We subsequently prioritized modules for association with SCZ by conducting three different analyses: first, enrichment with DETs (Supplementary Table 2); second, enrichment with SCZ candidate genes (Supplementary Table 3); and, third, determining differences in the co-regulation of transcripts among patients with SCZ and controls using a sparse-Leading-Eigenvalue-Driven (sLED) test. In the sLED test, changes in co-expression structure were assessed and drivers of such changes identified by showing high “leverage” (a high leverage gene is one for which the gene-gene co-regulation differs markedly between case and control samples, Supplementary Figure 11). We combined results across all three analyses and the top finding (green) was the only module that had significant support from all three different analyses and survived multiple testing corrections (combined P = 1.7 × 10−4; Bonferroni adjusted P = 2.5 × 10−3) (Figure 2a). More specifically, the green module showed association with DETs (odds ratio = 3.4, P = 2.4 × 10−49), prior genetic associations with SCZ – including genes in GWAS loci (fold-enrichment (FE) = 1.46, P = 0.025) and rare nonsynonymous variants (FE = 1.07, P = 0.008) – as well as differences in the co-regulation patterns in SCZ. Based on the sLED test, we identified 179 out of 1,275 transcripts in the green module as the top genes that have non-zero leverage. These include (i) a primary set of 62 transcripts that account for 99% of the leverage and containing 4 eRNAs, neu41344, enh37929, enh11818 and neu45495; and (ii) a secondary set that includes the remaining 117 transcripts (including 8 eRNAs: gli45010, gli10291, enh19944, gli18022, neu10536, gli26834, gli64554 and gli66753) (Figure 2b). The most notable differences among controls and patients with SCZ arise in the correlation between primary and secondary genes (Figure 2c) and decreased co-expression between these genes in subjects with SCZ (Figure 2d), indicating a decrease of eRNA/gene co-regulation in SCZ.

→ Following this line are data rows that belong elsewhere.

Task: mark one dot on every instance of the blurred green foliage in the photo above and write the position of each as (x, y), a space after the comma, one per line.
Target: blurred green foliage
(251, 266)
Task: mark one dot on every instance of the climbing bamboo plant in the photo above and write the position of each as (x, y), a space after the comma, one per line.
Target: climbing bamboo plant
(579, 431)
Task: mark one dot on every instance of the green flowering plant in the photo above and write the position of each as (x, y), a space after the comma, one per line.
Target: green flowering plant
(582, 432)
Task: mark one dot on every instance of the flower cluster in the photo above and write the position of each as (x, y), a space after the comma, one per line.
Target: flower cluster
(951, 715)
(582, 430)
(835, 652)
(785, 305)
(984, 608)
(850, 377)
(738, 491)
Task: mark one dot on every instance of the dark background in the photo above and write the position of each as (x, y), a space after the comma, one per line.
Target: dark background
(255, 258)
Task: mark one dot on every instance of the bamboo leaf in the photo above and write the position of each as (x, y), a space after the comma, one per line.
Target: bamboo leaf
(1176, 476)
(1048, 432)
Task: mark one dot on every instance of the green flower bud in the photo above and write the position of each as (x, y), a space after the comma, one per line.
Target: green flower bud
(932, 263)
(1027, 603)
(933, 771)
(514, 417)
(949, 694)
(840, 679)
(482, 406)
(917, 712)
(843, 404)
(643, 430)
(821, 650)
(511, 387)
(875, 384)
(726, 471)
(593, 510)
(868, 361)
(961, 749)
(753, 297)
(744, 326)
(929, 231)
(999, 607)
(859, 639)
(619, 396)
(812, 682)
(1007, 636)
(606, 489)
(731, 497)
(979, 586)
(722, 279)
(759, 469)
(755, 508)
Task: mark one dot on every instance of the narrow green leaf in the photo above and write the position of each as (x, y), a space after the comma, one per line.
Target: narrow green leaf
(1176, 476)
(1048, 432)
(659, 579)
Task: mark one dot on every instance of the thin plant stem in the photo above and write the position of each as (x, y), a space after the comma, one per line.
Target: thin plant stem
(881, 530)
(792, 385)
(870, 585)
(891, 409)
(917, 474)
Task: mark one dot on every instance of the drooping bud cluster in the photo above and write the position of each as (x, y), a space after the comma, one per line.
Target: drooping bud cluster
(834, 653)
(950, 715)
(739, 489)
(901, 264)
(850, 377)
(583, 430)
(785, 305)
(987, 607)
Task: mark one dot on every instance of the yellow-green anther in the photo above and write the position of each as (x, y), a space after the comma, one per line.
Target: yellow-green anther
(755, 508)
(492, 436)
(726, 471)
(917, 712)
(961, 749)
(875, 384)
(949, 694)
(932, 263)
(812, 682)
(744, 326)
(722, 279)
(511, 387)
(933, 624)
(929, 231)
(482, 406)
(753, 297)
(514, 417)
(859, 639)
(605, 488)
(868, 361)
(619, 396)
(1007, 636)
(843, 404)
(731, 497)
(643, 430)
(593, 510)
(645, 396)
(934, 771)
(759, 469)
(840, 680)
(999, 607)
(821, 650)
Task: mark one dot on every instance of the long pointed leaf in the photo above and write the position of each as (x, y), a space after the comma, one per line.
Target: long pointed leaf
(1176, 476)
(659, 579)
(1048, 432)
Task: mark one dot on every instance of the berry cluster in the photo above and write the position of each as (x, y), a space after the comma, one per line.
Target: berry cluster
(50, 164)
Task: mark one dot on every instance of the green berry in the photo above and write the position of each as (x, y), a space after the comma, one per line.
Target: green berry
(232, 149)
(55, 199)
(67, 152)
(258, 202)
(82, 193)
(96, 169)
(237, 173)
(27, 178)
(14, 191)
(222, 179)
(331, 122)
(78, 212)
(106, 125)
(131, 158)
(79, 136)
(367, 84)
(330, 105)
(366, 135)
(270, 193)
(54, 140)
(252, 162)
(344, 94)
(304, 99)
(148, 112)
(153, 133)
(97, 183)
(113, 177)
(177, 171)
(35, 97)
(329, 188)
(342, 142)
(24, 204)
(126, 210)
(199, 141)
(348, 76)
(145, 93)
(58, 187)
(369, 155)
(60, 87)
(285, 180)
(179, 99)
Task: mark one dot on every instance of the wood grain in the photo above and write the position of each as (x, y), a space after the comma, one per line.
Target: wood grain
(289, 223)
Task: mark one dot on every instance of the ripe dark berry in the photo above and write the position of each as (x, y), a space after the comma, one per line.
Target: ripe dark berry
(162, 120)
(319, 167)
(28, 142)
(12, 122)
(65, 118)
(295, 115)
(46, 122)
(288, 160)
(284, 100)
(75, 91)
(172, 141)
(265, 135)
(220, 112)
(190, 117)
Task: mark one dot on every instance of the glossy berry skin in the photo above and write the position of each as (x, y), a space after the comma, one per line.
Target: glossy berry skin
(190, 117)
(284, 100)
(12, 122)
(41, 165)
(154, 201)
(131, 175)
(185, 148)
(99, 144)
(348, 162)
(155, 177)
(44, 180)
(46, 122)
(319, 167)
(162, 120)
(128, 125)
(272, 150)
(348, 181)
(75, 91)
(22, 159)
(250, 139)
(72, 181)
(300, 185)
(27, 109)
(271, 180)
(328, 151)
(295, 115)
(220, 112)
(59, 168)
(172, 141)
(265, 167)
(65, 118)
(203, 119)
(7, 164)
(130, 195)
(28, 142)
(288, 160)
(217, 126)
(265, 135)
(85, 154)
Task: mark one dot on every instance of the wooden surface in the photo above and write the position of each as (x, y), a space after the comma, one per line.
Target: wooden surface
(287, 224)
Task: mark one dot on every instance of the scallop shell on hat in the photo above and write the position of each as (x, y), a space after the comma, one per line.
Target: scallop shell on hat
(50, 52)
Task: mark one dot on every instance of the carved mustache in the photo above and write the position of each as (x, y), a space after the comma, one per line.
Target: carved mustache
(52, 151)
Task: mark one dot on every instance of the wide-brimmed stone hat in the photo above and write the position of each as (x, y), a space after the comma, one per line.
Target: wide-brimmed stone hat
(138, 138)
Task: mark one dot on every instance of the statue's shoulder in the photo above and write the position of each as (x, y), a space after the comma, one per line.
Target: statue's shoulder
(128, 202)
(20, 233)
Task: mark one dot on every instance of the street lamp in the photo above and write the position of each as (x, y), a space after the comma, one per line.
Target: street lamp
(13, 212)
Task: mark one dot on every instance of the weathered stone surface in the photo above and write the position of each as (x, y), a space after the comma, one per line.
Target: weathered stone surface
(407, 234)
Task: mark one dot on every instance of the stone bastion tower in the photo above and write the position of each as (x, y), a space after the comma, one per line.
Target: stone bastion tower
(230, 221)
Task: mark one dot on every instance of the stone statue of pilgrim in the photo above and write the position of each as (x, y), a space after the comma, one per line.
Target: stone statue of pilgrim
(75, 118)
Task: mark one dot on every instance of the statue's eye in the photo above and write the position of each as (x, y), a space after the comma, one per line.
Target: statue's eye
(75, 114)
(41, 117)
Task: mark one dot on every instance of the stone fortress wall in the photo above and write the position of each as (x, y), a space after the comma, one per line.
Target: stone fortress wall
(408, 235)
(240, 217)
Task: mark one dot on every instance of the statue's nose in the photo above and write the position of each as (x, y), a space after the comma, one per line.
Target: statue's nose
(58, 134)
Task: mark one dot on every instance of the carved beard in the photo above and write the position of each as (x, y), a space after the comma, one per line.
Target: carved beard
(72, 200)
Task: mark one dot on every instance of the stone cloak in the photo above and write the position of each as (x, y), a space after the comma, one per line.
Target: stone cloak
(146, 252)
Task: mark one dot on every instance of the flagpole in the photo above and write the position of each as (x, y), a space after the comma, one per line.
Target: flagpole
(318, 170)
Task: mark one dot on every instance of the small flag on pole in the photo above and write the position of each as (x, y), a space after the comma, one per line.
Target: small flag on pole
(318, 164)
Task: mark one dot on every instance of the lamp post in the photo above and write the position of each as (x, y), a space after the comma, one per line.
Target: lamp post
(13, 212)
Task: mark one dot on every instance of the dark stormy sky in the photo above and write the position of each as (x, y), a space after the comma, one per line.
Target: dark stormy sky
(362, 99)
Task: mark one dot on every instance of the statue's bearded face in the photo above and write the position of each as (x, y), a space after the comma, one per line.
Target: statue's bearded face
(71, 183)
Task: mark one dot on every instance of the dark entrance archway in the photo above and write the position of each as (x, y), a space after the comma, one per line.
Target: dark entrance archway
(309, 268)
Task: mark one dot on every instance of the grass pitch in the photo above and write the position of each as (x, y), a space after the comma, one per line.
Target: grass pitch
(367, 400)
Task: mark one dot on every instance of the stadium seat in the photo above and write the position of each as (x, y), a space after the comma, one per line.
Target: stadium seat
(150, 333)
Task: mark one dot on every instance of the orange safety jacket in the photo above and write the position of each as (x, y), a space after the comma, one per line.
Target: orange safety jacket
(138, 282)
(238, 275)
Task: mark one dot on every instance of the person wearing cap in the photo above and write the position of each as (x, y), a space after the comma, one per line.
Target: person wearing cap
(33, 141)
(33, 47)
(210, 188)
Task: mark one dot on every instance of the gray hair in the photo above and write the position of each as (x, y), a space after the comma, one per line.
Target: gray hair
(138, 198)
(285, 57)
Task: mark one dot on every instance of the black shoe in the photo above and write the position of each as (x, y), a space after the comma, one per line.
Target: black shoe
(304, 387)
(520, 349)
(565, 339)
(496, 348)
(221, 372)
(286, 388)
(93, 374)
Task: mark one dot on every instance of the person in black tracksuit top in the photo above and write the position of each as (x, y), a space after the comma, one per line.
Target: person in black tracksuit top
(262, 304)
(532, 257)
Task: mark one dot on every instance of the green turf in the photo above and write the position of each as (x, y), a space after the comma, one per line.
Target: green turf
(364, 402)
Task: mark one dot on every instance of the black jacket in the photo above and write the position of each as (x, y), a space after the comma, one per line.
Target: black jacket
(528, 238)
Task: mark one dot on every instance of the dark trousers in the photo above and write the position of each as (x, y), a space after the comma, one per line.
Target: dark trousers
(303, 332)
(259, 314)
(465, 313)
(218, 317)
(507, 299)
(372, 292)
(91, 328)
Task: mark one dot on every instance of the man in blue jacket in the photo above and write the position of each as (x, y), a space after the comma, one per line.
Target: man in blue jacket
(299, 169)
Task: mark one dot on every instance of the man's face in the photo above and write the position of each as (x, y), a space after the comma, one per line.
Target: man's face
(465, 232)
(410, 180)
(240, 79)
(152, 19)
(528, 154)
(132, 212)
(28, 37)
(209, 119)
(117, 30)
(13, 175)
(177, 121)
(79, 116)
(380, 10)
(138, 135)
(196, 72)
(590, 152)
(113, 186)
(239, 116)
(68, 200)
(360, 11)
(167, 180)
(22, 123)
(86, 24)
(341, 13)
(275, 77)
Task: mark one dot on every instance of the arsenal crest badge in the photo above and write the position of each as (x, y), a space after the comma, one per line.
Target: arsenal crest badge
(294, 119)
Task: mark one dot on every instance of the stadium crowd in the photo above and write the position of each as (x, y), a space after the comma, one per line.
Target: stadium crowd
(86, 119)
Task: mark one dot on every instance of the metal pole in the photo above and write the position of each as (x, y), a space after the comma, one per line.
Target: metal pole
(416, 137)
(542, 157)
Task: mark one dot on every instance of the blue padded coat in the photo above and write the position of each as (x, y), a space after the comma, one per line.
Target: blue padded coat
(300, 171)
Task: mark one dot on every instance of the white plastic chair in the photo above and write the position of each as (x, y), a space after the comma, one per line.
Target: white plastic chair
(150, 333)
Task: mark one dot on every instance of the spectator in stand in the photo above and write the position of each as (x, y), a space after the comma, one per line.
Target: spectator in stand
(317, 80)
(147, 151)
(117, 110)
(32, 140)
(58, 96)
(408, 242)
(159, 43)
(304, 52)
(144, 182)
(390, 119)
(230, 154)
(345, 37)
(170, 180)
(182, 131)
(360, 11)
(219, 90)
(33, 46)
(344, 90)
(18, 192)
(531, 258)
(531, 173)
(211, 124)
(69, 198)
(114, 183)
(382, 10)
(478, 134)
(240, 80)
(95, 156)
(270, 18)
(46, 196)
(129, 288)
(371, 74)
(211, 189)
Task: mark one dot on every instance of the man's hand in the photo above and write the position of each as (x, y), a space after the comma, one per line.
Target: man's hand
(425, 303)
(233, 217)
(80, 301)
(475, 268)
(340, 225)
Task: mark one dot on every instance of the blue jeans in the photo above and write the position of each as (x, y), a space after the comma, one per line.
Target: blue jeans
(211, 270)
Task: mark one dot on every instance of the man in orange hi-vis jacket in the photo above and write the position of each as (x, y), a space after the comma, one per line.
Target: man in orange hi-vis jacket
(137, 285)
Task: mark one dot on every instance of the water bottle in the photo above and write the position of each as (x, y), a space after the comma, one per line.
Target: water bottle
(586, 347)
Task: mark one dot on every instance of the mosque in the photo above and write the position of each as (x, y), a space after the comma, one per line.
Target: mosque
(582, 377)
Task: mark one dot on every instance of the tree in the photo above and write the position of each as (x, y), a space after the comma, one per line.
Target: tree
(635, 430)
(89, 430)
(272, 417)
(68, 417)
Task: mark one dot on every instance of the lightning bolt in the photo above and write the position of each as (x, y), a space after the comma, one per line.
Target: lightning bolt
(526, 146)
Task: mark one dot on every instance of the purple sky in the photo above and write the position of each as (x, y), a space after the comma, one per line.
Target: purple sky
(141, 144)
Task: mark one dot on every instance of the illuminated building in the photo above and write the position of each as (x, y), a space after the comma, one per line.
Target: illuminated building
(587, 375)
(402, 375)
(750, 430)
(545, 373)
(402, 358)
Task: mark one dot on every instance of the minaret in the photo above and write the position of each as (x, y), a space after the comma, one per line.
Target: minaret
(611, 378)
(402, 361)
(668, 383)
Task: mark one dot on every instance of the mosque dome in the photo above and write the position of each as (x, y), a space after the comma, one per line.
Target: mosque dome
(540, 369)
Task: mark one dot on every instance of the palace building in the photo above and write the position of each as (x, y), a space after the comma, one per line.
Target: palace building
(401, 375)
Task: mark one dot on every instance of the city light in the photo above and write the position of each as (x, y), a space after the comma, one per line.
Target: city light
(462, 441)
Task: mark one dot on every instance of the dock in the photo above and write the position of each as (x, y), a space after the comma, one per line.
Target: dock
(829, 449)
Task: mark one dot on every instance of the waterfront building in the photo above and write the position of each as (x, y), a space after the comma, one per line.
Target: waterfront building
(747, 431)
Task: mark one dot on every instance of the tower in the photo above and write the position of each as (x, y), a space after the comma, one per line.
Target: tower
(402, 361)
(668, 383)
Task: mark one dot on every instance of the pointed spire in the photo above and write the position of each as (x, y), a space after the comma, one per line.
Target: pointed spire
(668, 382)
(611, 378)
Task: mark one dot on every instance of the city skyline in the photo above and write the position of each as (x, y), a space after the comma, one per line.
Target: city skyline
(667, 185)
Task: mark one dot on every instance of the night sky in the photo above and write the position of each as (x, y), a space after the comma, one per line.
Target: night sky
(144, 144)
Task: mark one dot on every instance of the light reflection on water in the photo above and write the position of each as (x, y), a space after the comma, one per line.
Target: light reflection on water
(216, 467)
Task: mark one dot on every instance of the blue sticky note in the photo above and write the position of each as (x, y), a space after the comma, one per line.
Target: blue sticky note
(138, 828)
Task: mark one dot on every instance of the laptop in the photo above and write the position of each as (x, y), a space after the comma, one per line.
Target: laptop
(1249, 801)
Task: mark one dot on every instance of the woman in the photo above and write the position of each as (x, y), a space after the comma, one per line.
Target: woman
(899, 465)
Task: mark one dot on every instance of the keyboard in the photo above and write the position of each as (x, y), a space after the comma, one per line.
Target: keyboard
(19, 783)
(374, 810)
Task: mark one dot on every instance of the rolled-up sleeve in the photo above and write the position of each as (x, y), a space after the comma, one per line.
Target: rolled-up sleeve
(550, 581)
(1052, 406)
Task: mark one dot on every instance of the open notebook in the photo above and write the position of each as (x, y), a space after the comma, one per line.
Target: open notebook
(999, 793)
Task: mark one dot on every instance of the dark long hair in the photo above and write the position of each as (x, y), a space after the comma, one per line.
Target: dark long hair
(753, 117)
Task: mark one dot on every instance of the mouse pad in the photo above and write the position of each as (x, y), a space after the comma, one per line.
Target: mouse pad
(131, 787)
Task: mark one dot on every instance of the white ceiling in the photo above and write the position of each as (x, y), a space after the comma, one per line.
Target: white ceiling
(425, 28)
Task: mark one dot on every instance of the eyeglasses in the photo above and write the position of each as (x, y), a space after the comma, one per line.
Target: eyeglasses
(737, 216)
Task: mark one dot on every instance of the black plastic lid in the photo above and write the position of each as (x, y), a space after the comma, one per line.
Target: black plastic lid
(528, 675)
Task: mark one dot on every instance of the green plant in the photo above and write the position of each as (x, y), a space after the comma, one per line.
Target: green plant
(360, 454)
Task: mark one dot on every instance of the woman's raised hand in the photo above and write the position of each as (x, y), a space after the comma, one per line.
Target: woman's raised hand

The green module was enriched for multiple pathways and biological processes, including zinc ion binding, Wnt signaling, postsynaptic membrane, and nervous system development (Supplementary Data Table 4). Gene sets identified in prior genetic and co-expression studies that highlighted select neurobiological functions were also enriched in the green module, including targets of fragile X mental retardation protein (FMRP), postsynaptic density proteins, neuronal markers and co-expression modules previously associated with SCZ (Figure 2a and Supplementary Data Table 4). Jointly, these data show that eRNAs are co-expressed with Ensembl transcripts and, for a neuronal module that was enriched in DETs and prior SCZ genetic signals, we found dysregulation of eRNAs to be an important component of the transcriptomic perturbation in SCZ.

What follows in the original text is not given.